Margin gearing is a method u can use to gain more wealth rapidly if u use it wisely .
I wanted to write a example for margin gearing in simple terms but i just found one on the net .Below is a example in its most simplest form which is refrenced from Ashleighs blog
Time for a worked example: suppose I have no cash but I do have a some assets, and a margin loan with low gearing. Then I see Kick-ass Consolidated shares going for a good price, and giving (say) a dividend yield of about 5%.
If I have to use cash – tough – I lose because I don’t have any.
But if I buy using debt, I’ll pay about 8% interest on the borrowings. If I get a 5% dividend yield, fully franked, that is an equivalent interest rate of 7%. So the dividends are paying the debt for me, and the cost to me (to prevent the debt from rising) is the difference in interest rates: 1%.

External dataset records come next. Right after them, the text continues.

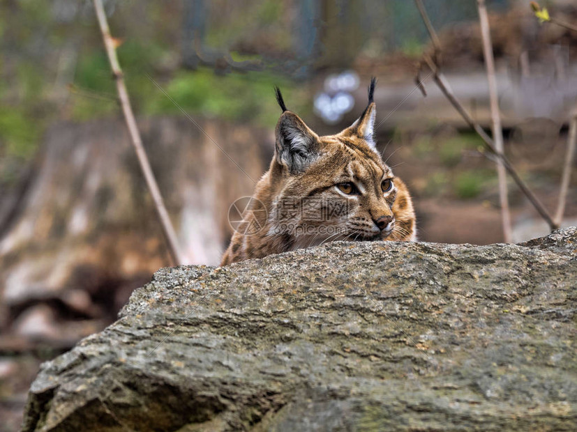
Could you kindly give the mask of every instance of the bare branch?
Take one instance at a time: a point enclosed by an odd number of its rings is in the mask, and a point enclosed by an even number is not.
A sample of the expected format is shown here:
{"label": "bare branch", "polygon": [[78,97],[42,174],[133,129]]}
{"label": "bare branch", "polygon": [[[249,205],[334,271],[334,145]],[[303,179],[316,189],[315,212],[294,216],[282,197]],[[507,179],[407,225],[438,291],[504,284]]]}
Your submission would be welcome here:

This is a pretty neat deal: If I can buy an asset, and use the cash flow from the asset to pay the debt used to buy it, then I only have to make up the difference. If I can find that 1% of the purchase price, then paying the interest on the loan means you get the capital growth of the asset for 1% down. Potentially this is a very big return. I need to pay that 1% forever, though!

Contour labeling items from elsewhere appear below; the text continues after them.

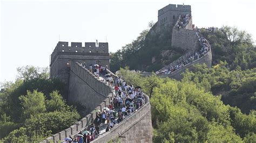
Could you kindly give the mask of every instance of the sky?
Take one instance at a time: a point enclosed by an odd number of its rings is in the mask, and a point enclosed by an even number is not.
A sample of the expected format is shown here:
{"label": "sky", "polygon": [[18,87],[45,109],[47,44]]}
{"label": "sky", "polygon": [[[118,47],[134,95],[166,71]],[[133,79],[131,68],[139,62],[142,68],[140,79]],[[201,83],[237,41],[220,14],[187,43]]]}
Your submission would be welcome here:
{"label": "sky", "polygon": [[49,67],[59,41],[109,42],[110,52],[130,43],[158,10],[191,5],[198,27],[246,30],[256,40],[256,1],[1,1],[0,82],[14,81],[17,68]]}

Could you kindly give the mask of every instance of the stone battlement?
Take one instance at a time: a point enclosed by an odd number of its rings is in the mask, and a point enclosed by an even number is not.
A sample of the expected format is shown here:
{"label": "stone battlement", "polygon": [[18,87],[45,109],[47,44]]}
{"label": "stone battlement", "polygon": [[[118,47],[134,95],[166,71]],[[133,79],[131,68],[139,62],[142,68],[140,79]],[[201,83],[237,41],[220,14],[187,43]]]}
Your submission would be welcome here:
{"label": "stone battlement", "polygon": [[191,6],[189,5],[169,4],[158,10],[158,17],[168,11],[178,11],[191,12]]}
{"label": "stone battlement", "polygon": [[[116,76],[109,70],[107,70]],[[103,111],[103,108],[107,106],[114,97],[114,91],[111,86],[100,81],[78,62],[73,61],[71,64],[69,83],[69,102],[80,102],[85,105],[88,114],[68,128],[45,139],[43,142],[59,142],[69,135],[75,137],[80,131],[88,130],[96,118],[95,110]],[[125,137],[123,142],[152,142],[153,130],[150,99],[147,95],[143,96],[145,103],[142,106],[93,142],[107,142],[122,135]],[[141,132],[141,130],[146,134]]]}
{"label": "stone battlement", "polygon": [[85,42],[85,46],[82,47],[82,42],[71,42],[69,46],[68,42],[59,41],[53,51],[69,53],[109,53],[109,44],[107,42]]}

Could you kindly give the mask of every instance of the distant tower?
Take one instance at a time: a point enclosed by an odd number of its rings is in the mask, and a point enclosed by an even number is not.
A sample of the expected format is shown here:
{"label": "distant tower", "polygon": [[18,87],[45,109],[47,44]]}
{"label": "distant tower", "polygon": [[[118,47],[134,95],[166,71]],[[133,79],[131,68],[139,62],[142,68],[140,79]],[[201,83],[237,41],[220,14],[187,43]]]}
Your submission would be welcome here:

$10,000 purchase of Kick-ass Consolidated – all bought on debt.
Return is $500 per year + franking credits, effectively $700 per year.
Interest on the loan is $800 per year.
So to control $10,000 worth of Kick-ass, I only need to find $100 per year.
Now suppose that I can find (say) 20% of the cost price… lets use some numbers:
I buy $10,000 worth of kick-ass, using debt.
Results as before…
Now I get $2000 from Uncle Freddies inheritence, and pay that straight off the debt.
Return is still $700 per year.
Interest cost is now $8000 * 0.08 = $640 per year.
I can now do nothing and the asset will eventually pay off the debt entirely. Compound interest works in my favour, and the reduction in the loan gets faster each year.
Once the debt is reduced a little, I can go buy something else. The debt goes up, as does the income, and the first asset is helping pay for the second.
And so on, and so on…
Trouble with the above approach is that it is using a very high level of gearing (80%), so I’m at risk of a margin call if the price falls.
If instead you were to reverse the figures, ($2K debt, $8K cash) then the interest charges are well and truly covered, the likelihood of a margin call is dramatically reduced, and when you get the opportunity you have plenty of equity cover already in place to take advantage of opportunities that crop up.
Low to moderate gearing thus forms a low risk, cash-flow positive virtuous circle, where the more you own, the more cash you generate, so the more you can buy.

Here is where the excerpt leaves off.